LaRissa pointed out that Abby was demonstrating what has so long been a part of human nature: we want the very thing that we cannot have.  God told Adam and Eve that they could eat of the fruit of any tree in the Garden of Eden except the Tree of the Knowledge of Good and Evil.  So, what do they do? They eat of the one tree they were told they could not eat.  The one tree that was off limits is the one tree to which they are drawn.

Ever since, our sinful human nature tends to draw us to the very things that we cannot have.  We do not like to be told "No," and when we are told "No," it tends to increase our desire for the thing we cannot have.  Paul points this out in Romans 7.  We desire to do good, but we wind up doing the very evil thing that we do not want to do.  In addition, the commands of God often give rise in us a desire to do the very thing that God has prohibited.  Paul uses the example of covetousness.  God's command not to covet gives birth in Paul covetousness of every kind.

The real issue is our sinful nature, our human will.  Our decisions, our choices, our actions are constantly impacted by the sinful nature that is within each of us.  Our wills are dictated by our nature which is in bondage to sin.

So, do we really have free wills?  Well, it depends.  We absolutely have freedom of the will.  Freedom of the will simply means that we are free to do what we will.  Whatever our wills dictate, we are free to follow those impulses.  Now, even within this understanding of the human will, there are limits on our freedom.  Sometimes my freedom is limited by my own abilities.  I may have the will to leap off a five story building and fly like a bird, but gravity, aerodynamics, and my own body structure will have something vastly different to say.  Sometimes my freedom is limited by others.  I may have the will to stay up till 2 am, but my wife may veto that.  Sometimes my freedom is limited by society.  I may want to drive 120 mph, but the law, police officers, and other traffic will be a serious limiting factor on my will.  I may have the will to play with the smallest Russian doll, but my big sister may have something different to say.

In general, however, we are free to do what we will, we have freedom of the will.  Our problem, however, is not really freedom of the will.  It is freedom from the will, which we do not have.  Freedom from the will is the freedom to do other than what our will dictates.  Now, you may say, "I am fully capable of doing other than what I want to do." But that is not the same as doing other than what you will to do.  Your actions and decisions are always a function of your will.  You always do what you will to do.  Sometimes you will to do what you don't want to do, but you will it nonetheless.

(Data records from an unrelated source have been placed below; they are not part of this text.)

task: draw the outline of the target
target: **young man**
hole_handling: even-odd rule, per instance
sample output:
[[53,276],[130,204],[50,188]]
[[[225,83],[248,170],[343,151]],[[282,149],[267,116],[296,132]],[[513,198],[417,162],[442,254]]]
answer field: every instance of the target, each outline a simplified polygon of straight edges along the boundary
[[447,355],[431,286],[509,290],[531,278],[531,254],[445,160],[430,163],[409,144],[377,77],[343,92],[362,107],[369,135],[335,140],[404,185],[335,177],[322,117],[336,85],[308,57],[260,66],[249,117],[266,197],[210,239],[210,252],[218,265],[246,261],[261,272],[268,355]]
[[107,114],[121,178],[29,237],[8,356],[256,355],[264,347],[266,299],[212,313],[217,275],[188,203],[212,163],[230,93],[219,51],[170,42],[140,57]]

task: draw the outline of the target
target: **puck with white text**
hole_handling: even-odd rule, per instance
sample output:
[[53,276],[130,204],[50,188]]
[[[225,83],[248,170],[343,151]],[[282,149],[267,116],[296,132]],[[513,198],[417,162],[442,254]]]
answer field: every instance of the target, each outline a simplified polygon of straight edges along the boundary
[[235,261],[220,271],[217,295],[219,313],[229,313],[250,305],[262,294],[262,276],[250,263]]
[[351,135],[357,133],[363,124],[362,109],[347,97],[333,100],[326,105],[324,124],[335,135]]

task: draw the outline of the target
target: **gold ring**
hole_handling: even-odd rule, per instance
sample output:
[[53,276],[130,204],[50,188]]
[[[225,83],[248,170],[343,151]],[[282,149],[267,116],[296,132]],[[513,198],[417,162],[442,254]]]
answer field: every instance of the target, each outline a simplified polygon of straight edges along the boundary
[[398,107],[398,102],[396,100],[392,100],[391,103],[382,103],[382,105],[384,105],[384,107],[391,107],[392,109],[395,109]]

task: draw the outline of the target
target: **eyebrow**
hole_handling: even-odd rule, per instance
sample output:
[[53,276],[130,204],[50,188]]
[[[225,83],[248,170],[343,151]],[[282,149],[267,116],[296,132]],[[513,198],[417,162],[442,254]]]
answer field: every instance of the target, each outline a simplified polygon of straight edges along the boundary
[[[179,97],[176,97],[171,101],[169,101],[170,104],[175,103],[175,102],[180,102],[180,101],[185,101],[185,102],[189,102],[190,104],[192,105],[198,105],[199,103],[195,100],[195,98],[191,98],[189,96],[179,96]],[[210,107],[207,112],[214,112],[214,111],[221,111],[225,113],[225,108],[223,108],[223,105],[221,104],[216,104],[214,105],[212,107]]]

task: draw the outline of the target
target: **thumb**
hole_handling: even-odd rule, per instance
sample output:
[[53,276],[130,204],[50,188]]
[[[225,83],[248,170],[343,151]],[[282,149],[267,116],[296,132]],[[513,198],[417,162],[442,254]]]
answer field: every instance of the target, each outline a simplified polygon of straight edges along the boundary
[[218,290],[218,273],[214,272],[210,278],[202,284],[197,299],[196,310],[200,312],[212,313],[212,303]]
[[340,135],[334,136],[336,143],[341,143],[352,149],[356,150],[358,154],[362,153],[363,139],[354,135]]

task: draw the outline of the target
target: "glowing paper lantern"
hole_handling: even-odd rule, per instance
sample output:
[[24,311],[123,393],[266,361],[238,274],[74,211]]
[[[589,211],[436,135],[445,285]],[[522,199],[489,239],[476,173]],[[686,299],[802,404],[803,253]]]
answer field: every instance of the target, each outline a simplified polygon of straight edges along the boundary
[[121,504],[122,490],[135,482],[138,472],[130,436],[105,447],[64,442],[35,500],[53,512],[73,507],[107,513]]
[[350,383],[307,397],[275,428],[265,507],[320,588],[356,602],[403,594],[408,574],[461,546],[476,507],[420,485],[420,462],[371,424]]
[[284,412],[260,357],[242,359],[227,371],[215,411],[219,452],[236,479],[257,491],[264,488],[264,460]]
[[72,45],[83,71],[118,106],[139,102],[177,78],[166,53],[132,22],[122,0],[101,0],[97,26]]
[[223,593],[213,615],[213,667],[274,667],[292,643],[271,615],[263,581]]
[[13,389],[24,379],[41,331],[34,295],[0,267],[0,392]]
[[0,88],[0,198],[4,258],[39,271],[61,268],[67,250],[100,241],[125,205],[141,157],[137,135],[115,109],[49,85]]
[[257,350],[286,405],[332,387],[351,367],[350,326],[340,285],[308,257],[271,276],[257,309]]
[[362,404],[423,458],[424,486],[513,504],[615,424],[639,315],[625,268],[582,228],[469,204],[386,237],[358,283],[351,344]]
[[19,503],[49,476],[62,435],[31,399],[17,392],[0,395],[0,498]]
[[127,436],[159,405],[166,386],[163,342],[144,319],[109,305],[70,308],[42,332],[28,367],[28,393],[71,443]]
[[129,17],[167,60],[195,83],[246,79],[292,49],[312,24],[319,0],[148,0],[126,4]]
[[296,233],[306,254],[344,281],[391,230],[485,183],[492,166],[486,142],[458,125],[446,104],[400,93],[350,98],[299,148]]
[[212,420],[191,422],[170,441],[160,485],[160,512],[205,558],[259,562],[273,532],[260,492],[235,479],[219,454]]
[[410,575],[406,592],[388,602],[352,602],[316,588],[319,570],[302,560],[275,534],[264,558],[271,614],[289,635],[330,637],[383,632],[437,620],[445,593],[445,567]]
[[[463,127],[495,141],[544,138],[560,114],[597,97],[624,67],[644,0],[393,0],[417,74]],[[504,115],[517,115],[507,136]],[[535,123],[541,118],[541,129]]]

Another way of putting it is what Jonathan Edwards said.  I am free to do what I will, but I am not free to will what I will.  My will is a function of my nature, and my will always dictates what I do.  And therein lies our great problem.  I am not free from my will.  I am in bondage to my will.  My will drives me to choices that are destructive, harmful, sinful, and enslaving.  Although I am free to do what I will, I cannot change the nature that drives my will.

The only way for me to truly be free is for someone outside of myself to set me free.  And that is what Christ has done.  Now, even then, my will is not free, because I give myself as a slave to Jesus Christ.  But once Christ is in control, I am only then truly free to live the life that God has called me to.  Only once I have made Jesus the ruler of my life am I really free.